In Medicare’s latest hospital-focused rule, CMS pushes new proposals for price and quality transparency
New regulations would make price transparency compliance more stringent while also tweaking the methodology for the hospital Star Ratings program.
Medicare’s 2026 proposed rule for hospital outpatient care includes the Trump administration’s latest effort to augment price transparency requirements.
Two months after updated guidance featured a mandate to immediately start posting actual prices rather than estimates in machine-readable files (MRFs), among other directives, the proposed rule contains further steps in the name of specificity.
The earlier guidance also prohibits hospitals from using placeholders to indicate missing price data. And in the estimated allowed amount field for negotiated rates that are based on percentages or algorithms, averages must be based, whenever possible, on actual claims filed over the previous 12 months.
More new requirements
In the proposed rule that was released July 15, CMS sets additional parameters, which would take effect Jan. 1, 2026.
When payer-specific negotiated charges are based on a percentage or algorithm, hospitals would need to list the 10th percentile, median and 90th percentile of the allowed amount, and also disclose the number of entries used in calculating each percentile.
CMS wrote that those fields would provide “a better consumer benchmark than the estimated allowed amount and better enable price estimator tools to develop and estimate an individual’s personalized out-of-pocket cost, enabling MRF users to more easily compare such standard charges across hospitals.”
But Shawn Stack, director of perspectives and analysis with HFMA, said the additional requirements likely would not be worth the trouble.
“Even at first glance, the changes appear administratively burdensome, overly complex and likely to confuse rather than inform consumers, patients, employers and providers,” Stack said. “Adding four new rate field scenarios to an already dense machine-readable file format does not advance transparency — instead, it makes the data harder to interpret and use. Clarity and simplification should be the priority.”
Also applying to scenarios where charges are based on a percentage or algorithm, hospitals would need to use data from their 835 electronic remittance advice files to calculate and encode the allowed amount.
Shoring up enforcement
Formal attestation would be required as to the mandate to express payer-specific negotiated charges in dollars to the extent possible. For charges that cannot be expressed as such, the attestation would need to state that the hospital has provided all the available information necessary for the public to derive the dollar amount and has listed the name of the organization’s CEO or other senior official who oversees the encoding of accurate and complete data.
Another requirement for hospitals would be to encode their organization’s national provider identifier (NPI) as a means to allow for pricing comparisons between machine-readable files and other healthcare data sources, namely the Transparency in Coverage health plan price files.
The civil monetary penalty incurred by a hospital for noncompliance could be reduced by 35%, according to the proposed rule, if the hospital promptly agrees to CMS’s finding of noncompliance and waives the right to a hearing by an administrative law judge.
A conservative estimate?
In the proposed rule, CMS projected that the cost to hospitals of implementing the new price transparency requirements would be a one-time expenditure of less than $500, requiring five hours of work.
“We believe that, by now, hospitals have largely developed standardized processes and procedures for encoding the existing estimated allowed amount and general data elements, like hospital license number, in the MRF and that modifying their existing processes to include the four new data elements related to the proposed allowed amounts and hospital NPI would not entail a significant amount of additional work for hospitals,” CMS wrote.
Stack said the assessment likely misses the mark by a wide margin.
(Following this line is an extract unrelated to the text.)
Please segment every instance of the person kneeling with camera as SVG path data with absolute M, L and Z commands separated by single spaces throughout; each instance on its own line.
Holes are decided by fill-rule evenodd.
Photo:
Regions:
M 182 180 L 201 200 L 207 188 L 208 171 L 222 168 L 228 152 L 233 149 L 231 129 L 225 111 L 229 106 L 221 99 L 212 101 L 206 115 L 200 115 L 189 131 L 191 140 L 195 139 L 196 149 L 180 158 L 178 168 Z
“Compliance will demand substantial staff time, technical effort and resources — pulling focus away from patient care,” he said.
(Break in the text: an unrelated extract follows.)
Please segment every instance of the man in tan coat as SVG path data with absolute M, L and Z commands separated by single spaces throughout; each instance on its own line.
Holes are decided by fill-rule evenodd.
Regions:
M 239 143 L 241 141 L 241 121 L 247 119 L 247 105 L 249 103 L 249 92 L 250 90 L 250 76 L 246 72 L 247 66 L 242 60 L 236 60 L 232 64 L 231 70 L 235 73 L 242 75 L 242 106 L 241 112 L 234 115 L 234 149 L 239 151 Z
New rules for star ratings
CMS also used the newly released rule to propose modifications to the hospital Star Rating program, a primary mechanism for quality measurement of hospitals serving Medicare beneficiaries.
The change would highlight the impact of the Safety of Care measure group, relative to the four other groups (Mortality, Readmission, Patient Experience, Timely and Effective Care).
In 2026, the change would entail capping hospitals at four stars if they are in the lowest quartile of the Safety of Care measure. The change would have a limited impact because of 695 hospitals that received an overall star rating and placed in the lowest quartile in Safety of Care last year, only 14 nonetheless received a five-star rating.
In subsequent years, hospitals in that quartile would incur a blanket one-star penalty (unless they already have an overall rating of one star).
Based on CMS’s review of 2024 data, out of 2,847 hospitals that received a star rating, 459 would incur a one-star deduction because of their performance in Safety of Care metrics. Hospitals more vulnerable to a penalty would include teaching hospitals, veterans’ hospitals, 100-plus-bed hospitals, urban hospitals and non-specialty hospitals, CMS said.
Both the 2026 and subsequent changes would apply only to hospitals that receive scores in at least three of the Safety of Care sub-measures.
“These changes will prioritize safety for both patients and healthcare workers and reflect CMS’s fundamental commitment to ensuring high-quality, safe care as a central component of health system performance,” CMS wrote in the rule.